Report on the Trial of United Methodist Minister, Rev. Beth Stroud

Approximately 30 Soulforce volunteers and allies in the First United Methodist Church of Germantown, Reconciling Ministries Network, the Methodist Federation for Social Action, and Affirmation gathered outside in the pouring down rain at Camp Innabah in Eastern Pennsylvania for day one of the trial of United Methodist minister Rev. Beth Stroud. Rev. Stroud, a minister at the First United Methodist Church of Germantown, is being tried because she is a "self-avowed practicing homosexual".

Jury selection and morning worship took place inside the camp gymnasium, while we stood in the pouring rain and high winds singing songs of hope and prayer. The wind and rain seemed to symbolize the gloomy situation in the United Methodist church, which seeks to punish gay, lesbian, bisexual, and transgender people who tell the truth about who they are.

Prior to jury selection, any juror who said theyfelt that they could not "uphold the order and discipline of the Church" was dismissed from the pool. Therefore, the only people who were even in the jury pool were those who agreed to uphold the Church’s unjust law.

Beth’s supporters in Soulforce and the other organizations went into the gymnasium for the trial to support her. The trial was scheduled to begin at 1:30pm, however, due to the high winds, several trees brought down power lines and cut off electricity to the camp. As several people jokingly commented that "this could be God’s sign that the trial shouldn’t go on," generators were brought in to run the microphones.

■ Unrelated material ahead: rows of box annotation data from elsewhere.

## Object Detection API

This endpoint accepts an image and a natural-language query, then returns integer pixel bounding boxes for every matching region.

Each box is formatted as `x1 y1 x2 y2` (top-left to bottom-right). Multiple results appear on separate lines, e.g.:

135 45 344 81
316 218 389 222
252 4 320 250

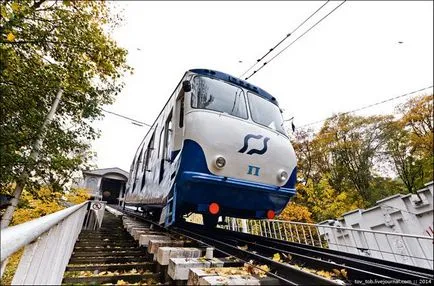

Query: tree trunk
0 89 63 229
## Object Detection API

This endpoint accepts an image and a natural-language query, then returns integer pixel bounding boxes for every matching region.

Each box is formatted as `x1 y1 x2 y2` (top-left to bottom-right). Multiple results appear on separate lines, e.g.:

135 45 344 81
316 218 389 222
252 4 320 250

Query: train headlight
277 170 288 183
215 156 226 169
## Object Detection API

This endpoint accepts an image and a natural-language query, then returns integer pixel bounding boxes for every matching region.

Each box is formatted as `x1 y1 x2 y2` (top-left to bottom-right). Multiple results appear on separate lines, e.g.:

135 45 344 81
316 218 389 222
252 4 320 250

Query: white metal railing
221 217 434 269
1 202 89 285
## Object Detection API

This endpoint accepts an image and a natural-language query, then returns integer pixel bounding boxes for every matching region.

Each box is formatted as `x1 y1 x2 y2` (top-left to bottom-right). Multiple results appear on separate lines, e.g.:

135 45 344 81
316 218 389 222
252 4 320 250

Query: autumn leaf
273 253 280 262
341 269 348 279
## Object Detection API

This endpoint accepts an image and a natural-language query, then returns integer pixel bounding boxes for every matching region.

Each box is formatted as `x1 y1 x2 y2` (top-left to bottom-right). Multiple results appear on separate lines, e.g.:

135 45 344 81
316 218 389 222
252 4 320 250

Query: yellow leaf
6 32 15 42
341 269 348 279
273 253 280 262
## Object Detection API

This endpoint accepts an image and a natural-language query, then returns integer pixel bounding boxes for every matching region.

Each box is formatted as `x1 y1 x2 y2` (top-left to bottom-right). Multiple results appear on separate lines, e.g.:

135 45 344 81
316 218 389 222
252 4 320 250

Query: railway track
117 207 433 285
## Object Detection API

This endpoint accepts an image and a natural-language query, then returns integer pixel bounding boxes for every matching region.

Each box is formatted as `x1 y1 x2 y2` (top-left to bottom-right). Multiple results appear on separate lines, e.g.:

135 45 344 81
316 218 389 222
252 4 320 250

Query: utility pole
0 89 63 229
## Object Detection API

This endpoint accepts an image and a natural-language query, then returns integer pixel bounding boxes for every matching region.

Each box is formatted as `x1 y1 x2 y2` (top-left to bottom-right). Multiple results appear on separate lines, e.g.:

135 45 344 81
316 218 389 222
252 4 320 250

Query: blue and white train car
124 69 297 226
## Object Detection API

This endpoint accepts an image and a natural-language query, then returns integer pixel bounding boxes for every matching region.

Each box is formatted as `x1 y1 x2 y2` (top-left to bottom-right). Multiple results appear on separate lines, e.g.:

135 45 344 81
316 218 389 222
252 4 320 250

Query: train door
159 111 173 183
171 89 185 151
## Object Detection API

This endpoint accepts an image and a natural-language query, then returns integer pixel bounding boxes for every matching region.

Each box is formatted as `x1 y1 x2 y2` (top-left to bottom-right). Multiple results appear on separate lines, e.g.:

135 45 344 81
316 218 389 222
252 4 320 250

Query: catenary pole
0 89 63 229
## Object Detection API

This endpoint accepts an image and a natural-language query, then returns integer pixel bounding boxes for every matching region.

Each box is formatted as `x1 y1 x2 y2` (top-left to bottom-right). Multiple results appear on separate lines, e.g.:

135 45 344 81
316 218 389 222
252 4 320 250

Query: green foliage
293 95 434 221
294 178 365 222
0 0 130 192
65 188 90 205
277 202 313 223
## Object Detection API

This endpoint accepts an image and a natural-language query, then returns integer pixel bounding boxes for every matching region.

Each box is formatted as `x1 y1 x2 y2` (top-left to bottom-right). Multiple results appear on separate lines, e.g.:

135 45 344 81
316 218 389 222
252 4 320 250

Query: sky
93 1 433 171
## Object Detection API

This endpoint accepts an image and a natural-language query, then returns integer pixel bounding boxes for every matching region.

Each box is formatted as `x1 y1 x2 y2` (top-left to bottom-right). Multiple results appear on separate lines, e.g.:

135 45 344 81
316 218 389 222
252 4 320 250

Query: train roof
190 69 279 106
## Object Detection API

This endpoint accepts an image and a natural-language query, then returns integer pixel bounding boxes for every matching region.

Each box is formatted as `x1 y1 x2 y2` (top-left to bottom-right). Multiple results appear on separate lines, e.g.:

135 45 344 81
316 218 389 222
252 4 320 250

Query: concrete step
69 256 149 264
66 262 155 272
72 249 149 257
63 272 159 285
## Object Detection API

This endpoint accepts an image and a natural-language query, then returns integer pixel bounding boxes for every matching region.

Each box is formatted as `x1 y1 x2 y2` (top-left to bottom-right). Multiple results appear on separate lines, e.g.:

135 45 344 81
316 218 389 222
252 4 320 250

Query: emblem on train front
238 134 270 155
247 165 261 177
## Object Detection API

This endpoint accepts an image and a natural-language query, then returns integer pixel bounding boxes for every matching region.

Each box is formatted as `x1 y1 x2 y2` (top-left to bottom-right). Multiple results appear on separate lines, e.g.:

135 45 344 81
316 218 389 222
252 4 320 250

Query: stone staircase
62 211 159 285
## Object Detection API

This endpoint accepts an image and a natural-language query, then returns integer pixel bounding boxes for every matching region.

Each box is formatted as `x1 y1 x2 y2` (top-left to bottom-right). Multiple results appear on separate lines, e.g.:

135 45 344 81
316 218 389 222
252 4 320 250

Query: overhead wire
101 108 152 127
239 0 330 78
245 0 347 80
294 85 433 128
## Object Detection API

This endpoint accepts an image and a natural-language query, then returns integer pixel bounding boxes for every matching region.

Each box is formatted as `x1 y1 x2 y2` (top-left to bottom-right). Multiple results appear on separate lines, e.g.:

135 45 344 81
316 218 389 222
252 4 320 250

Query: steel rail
169 226 341 285
114 210 433 285
117 207 341 285
224 229 433 279
177 224 426 284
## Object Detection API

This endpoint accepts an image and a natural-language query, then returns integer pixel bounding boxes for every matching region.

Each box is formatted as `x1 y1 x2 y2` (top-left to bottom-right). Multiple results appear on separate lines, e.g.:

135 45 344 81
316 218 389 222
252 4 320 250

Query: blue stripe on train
175 139 296 218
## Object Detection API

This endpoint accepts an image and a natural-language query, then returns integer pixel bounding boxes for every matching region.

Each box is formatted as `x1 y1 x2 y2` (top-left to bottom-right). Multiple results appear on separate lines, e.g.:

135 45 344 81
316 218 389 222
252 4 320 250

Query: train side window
159 111 173 183
142 131 155 189
178 95 184 128
163 112 173 160
158 126 165 158
132 147 143 192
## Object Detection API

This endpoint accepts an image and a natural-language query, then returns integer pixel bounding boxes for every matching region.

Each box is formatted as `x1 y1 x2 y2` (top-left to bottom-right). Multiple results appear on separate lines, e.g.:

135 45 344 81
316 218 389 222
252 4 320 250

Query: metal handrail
269 219 434 239
1 201 88 262
223 217 434 269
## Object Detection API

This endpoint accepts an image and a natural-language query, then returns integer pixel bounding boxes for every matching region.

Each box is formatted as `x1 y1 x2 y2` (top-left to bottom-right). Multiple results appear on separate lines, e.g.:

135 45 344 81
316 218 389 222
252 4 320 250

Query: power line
101 108 152 127
296 85 433 128
239 0 330 78
245 0 347 80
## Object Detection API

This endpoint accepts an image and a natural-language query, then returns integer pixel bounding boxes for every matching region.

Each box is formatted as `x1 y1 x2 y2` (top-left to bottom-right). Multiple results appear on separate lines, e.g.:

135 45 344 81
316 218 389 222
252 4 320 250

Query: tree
316 115 391 204
0 0 131 228
385 95 434 193
293 179 365 222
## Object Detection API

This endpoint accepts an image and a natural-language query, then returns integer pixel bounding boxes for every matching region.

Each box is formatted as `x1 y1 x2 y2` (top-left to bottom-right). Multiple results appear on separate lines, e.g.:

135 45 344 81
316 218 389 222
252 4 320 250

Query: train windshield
247 92 286 136
191 76 247 119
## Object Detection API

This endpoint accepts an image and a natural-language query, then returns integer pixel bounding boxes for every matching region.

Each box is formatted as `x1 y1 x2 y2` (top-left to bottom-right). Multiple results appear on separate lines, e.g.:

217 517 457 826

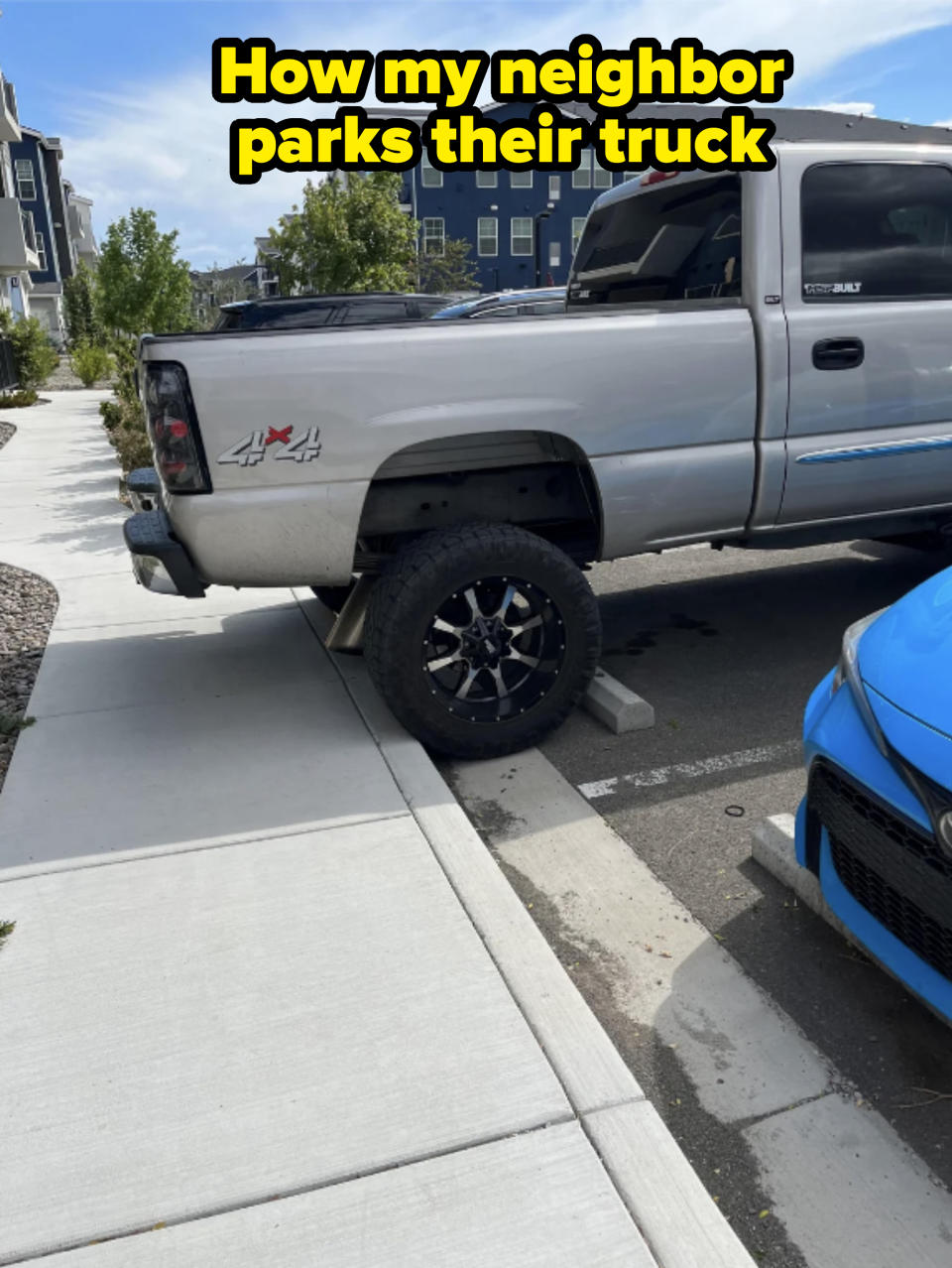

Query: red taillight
145 361 211 493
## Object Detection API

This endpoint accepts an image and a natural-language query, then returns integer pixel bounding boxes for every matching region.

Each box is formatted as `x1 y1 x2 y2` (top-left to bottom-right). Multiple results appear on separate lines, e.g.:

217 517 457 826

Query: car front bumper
796 674 952 1022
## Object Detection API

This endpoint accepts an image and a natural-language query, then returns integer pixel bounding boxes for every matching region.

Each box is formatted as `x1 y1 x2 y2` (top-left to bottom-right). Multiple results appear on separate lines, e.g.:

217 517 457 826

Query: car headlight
830 607 889 753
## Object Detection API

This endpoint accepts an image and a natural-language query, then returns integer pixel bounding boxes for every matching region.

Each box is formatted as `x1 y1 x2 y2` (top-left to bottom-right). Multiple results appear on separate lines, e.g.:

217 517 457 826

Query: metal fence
0 337 17 392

Charges were read that Beth is being charged with "violating 2702 1b of the Book of Discipline by engaging in a practice declared by the United Methodist Church to be incompatible with Christian teaching." She entered a plea of "not guilty."

Bishop Peter Weaver took the stand for the prosecution, and although he affirmed the "call" of Beth to the Church, he stated several times that there were three other options which he discussed with Beth, which were: 1) celibacy, 2) work in ministry as a lay person, or 3) transfer to another denomination.

Beth also took the stand, and described her passionate call to ministry. When one of the jurors asked why she pleaded not guilty, she stated that she had not violated the Sacred Trust of her call to ministry and was afaithful minister of the United Methodist Church.

The prosecution rested its case at 4:30pm. The trial will begin again on Thursday, December 2 at 8:30am. The trial is expected to be over some time early Thursday. A verdict of "guilty" is expected.

Laura Montgomery Rutt, Dir. of Communications, Soulforce, Inc.